‘Companies want to replace VPN with Zero Trust Network Access’

Stay tuned, subscribe!

There are several possibilities on the market to make remote working possible. One of these is the virtual private network, or VPN. This solution is now widely used, but now also comes with risks. Companies want to get rid of VPNs, according to research by Zscaler.

Companies increasingly prefer Zero Trust Network Access (ZTNA), according to research by Cybersecurity Insiders commissioned by Zscaler. 15 percent of organisations already use the technology, 59 percent want to implement ZTNA in the next twelve months.

The question is, of course, why companies want to make the switch. The answer lies in a new type of attacks that specifically target VPNs. If a hacker manages to penetrate a VPN connection, they can also enter the network.

Patrick Foxhoven, CIO of Zscaler, states that companies “need to reduce the attack surface by rethinking how they secure their apps and offer access to them in a cloud and mobile world”.

What is ZTNA?

ZTNA can help with that. ZTNA services are designed so that only authorized users can access specific applications. Who exactly is this depends on the company’s policy.

Unlike VPNs, ZTNA does not allow users to be placed on the network. Apps are also not exposed to the Internet. As a result, the attack surface is much smaller and companies are protected against VPN attacks.

Therefore, it is not surprising that companies are interested in this technology. According to the study, 57 percent of organisations give priority to secure access from personal, unmanaged devices.

Investments in ZTNA

Several companies invest in the development of ZTNA solutions. For example, Zscaler itself launched a new solution called Zscaler B2B in September with a service-initiated ZTNA architecture.

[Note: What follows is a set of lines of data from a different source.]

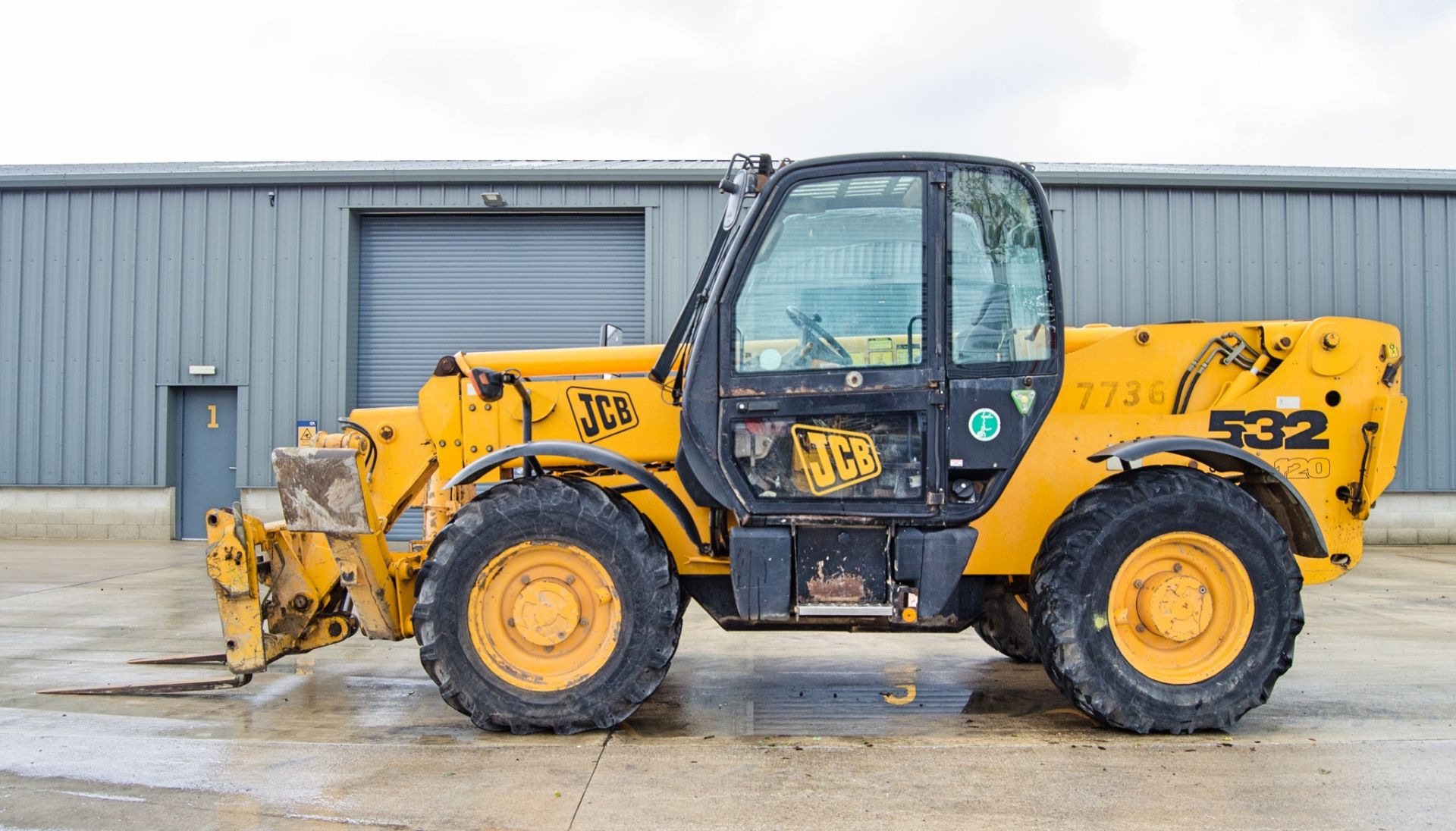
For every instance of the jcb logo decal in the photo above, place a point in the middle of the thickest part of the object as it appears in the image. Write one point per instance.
(601, 414)
(835, 459)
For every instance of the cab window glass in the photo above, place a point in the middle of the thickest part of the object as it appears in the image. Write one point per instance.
(837, 278)
(1001, 312)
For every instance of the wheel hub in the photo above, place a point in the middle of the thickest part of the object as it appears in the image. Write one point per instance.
(1174, 606)
(544, 616)
(1181, 607)
(546, 612)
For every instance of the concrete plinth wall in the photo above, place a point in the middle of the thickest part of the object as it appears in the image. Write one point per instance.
(149, 514)
(88, 513)
(1413, 520)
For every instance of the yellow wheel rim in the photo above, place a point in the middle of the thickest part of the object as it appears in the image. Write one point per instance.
(1181, 607)
(544, 616)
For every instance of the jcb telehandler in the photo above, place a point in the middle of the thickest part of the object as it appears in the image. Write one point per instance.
(871, 416)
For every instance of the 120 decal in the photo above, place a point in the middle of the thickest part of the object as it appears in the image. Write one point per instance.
(1272, 430)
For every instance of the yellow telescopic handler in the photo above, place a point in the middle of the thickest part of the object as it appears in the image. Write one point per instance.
(871, 416)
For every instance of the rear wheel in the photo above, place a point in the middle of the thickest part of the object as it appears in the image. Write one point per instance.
(1005, 625)
(548, 604)
(1165, 600)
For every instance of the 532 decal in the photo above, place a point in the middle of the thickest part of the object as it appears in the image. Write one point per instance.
(1272, 430)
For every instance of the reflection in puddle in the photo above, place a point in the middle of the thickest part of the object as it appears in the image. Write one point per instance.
(855, 698)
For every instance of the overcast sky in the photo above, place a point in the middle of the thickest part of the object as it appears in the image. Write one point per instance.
(1308, 82)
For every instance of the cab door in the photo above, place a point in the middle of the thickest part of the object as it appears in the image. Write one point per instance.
(1002, 332)
(832, 375)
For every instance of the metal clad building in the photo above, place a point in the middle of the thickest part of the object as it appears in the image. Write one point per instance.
(115, 281)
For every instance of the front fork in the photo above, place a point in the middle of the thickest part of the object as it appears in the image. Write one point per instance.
(305, 607)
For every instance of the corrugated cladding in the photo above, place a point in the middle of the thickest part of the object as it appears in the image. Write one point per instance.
(1138, 255)
(109, 293)
(108, 296)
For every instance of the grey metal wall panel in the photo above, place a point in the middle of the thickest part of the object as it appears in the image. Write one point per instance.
(436, 284)
(111, 290)
(109, 294)
(1134, 255)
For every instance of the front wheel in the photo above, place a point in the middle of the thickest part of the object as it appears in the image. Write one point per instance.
(1165, 600)
(548, 604)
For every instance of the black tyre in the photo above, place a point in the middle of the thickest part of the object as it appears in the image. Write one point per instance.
(1005, 625)
(548, 604)
(1165, 600)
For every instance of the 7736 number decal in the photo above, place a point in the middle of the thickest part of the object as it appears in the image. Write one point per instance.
(1267, 430)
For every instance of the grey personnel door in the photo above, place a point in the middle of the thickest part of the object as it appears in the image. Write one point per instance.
(207, 456)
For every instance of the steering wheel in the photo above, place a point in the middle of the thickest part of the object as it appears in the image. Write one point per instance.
(982, 337)
(824, 345)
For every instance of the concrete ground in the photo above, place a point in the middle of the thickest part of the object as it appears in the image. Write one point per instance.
(748, 731)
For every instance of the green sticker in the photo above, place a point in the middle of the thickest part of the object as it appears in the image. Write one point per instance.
(1022, 399)
(984, 424)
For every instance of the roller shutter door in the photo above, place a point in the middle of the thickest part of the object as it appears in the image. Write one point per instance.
(438, 284)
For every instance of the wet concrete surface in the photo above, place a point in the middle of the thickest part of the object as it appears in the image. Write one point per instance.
(748, 731)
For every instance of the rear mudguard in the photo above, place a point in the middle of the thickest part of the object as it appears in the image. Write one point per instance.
(1260, 479)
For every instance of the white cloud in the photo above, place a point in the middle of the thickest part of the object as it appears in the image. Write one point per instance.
(1219, 82)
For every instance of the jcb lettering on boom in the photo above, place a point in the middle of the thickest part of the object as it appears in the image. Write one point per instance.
(601, 414)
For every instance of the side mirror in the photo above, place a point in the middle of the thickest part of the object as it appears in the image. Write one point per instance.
(610, 335)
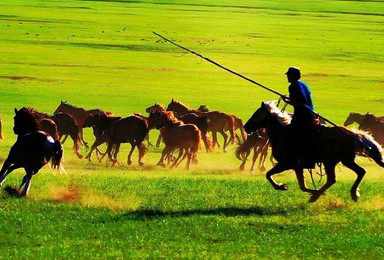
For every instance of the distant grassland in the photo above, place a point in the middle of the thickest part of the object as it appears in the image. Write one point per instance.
(102, 54)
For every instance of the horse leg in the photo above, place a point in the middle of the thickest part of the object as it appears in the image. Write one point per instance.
(331, 179)
(7, 168)
(141, 149)
(214, 140)
(360, 174)
(189, 155)
(165, 152)
(225, 144)
(76, 145)
(242, 165)
(114, 155)
(65, 138)
(82, 138)
(256, 153)
(26, 182)
(175, 164)
(276, 169)
(129, 159)
(301, 180)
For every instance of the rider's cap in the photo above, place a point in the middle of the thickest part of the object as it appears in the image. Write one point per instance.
(293, 71)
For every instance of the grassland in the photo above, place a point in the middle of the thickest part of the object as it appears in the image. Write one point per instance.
(102, 54)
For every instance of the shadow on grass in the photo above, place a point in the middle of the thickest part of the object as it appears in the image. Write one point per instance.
(146, 214)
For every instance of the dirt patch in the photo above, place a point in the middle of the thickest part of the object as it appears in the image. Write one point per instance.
(19, 78)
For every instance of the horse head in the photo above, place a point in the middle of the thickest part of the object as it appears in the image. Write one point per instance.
(258, 119)
(155, 107)
(178, 108)
(25, 121)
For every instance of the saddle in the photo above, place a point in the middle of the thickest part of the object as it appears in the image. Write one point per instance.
(310, 152)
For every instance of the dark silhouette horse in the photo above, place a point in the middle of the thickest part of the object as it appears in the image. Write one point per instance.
(79, 114)
(218, 121)
(177, 135)
(133, 130)
(32, 150)
(259, 143)
(373, 125)
(334, 145)
(100, 122)
(66, 125)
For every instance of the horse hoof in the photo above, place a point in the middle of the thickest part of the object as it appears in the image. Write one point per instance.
(355, 196)
(281, 187)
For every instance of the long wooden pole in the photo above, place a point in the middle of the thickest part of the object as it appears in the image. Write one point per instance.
(238, 74)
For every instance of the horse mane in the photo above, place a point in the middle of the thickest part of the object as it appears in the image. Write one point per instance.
(65, 103)
(283, 117)
(182, 105)
(27, 119)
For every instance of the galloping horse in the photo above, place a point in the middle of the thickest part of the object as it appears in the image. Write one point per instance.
(66, 125)
(100, 123)
(354, 118)
(334, 145)
(177, 135)
(79, 114)
(32, 150)
(133, 130)
(375, 126)
(218, 121)
(259, 144)
(200, 121)
(238, 125)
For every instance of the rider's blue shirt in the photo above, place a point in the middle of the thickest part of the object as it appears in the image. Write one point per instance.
(300, 94)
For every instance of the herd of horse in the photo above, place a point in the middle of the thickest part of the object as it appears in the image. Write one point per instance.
(184, 131)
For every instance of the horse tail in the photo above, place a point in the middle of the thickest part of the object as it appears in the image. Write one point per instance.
(1, 129)
(243, 149)
(367, 146)
(207, 143)
(241, 127)
(57, 150)
(231, 128)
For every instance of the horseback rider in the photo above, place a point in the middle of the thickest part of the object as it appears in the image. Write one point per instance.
(302, 120)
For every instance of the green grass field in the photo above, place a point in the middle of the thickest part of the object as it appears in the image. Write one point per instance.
(102, 54)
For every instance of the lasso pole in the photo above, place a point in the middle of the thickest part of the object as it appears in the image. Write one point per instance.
(239, 75)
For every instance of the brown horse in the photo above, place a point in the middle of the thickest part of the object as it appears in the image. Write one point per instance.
(191, 118)
(238, 126)
(357, 118)
(177, 135)
(333, 145)
(218, 121)
(100, 122)
(259, 144)
(32, 150)
(354, 118)
(79, 114)
(133, 130)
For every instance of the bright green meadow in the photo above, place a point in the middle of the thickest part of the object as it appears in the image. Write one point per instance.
(103, 54)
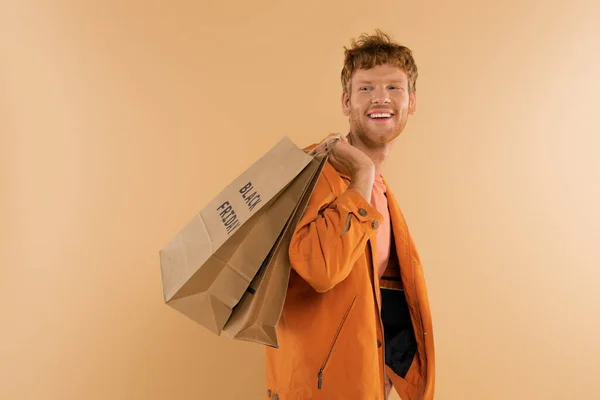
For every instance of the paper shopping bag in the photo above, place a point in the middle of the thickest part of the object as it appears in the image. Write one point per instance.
(209, 264)
(255, 317)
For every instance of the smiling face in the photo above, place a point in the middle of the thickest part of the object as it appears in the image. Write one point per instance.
(378, 103)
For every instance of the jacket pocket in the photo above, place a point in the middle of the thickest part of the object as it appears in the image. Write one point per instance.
(335, 338)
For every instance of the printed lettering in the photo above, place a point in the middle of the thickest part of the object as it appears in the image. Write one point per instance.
(255, 203)
(228, 217)
(226, 211)
(245, 189)
(232, 227)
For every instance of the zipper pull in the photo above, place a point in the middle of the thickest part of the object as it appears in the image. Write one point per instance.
(320, 383)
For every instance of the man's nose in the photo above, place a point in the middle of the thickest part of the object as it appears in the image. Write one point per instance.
(380, 96)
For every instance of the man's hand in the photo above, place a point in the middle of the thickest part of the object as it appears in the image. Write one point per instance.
(351, 161)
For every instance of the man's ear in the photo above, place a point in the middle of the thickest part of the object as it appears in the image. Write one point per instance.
(346, 103)
(412, 103)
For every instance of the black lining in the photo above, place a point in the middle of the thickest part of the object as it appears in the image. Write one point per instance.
(400, 341)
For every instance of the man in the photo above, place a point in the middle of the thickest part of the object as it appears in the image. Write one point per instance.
(356, 319)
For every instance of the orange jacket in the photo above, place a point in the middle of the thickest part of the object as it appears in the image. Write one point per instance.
(331, 344)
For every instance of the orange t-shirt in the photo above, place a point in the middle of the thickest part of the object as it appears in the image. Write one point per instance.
(379, 202)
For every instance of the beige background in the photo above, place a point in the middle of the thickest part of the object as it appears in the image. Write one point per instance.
(120, 119)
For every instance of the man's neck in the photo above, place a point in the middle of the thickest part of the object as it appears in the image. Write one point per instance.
(377, 154)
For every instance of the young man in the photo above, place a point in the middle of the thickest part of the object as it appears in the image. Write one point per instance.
(356, 319)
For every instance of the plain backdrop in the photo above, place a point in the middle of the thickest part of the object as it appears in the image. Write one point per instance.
(120, 119)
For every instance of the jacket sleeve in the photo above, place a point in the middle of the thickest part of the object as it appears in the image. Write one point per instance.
(331, 235)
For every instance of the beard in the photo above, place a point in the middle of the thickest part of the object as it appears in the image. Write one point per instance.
(374, 137)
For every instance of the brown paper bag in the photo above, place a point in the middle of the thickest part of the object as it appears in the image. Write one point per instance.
(209, 264)
(255, 317)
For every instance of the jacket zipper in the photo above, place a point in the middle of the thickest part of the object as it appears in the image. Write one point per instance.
(337, 334)
(418, 311)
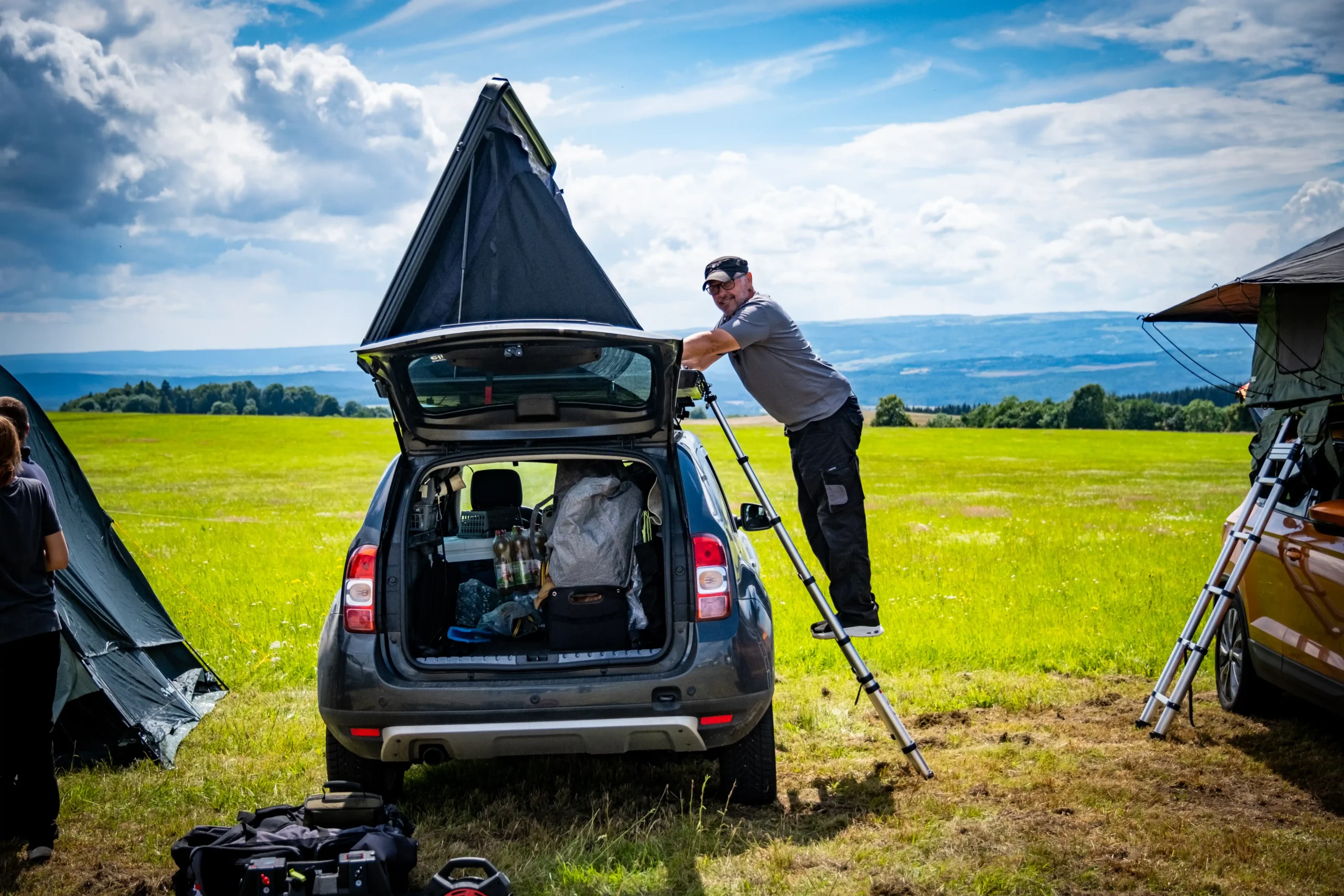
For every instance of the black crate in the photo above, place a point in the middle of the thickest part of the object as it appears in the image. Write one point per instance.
(586, 620)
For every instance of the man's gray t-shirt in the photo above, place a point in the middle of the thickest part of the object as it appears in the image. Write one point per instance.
(779, 367)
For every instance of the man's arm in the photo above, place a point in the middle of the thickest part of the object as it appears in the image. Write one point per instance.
(58, 555)
(702, 350)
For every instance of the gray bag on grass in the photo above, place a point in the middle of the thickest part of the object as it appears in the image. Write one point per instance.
(594, 534)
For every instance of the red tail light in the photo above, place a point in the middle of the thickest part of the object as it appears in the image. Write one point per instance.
(711, 579)
(358, 598)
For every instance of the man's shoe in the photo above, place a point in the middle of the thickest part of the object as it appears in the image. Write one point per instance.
(822, 630)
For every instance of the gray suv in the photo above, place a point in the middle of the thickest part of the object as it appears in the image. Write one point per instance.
(519, 382)
(495, 421)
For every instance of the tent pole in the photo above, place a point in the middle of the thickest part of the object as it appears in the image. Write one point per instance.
(467, 229)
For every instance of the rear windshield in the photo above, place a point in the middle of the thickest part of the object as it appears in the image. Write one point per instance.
(545, 375)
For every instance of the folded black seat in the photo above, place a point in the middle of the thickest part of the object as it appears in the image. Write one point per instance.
(500, 495)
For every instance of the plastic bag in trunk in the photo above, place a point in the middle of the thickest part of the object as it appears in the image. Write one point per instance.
(594, 532)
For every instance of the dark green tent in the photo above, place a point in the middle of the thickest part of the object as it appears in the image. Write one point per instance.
(130, 686)
(1296, 305)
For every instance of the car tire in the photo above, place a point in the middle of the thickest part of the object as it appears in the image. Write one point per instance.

In July, Symantec chose to expand its portfolio with ZTNA solutions. Proofpoint also invested in ZTNA this year, by acquiring specialist Meta Networks.

Incidentally, not everyone sees the benefit of ZTNA. 53 percent of the respondents think that the technology they already use can reduce risks, even though users are directly connected to their network and the attack surface is therefore larger.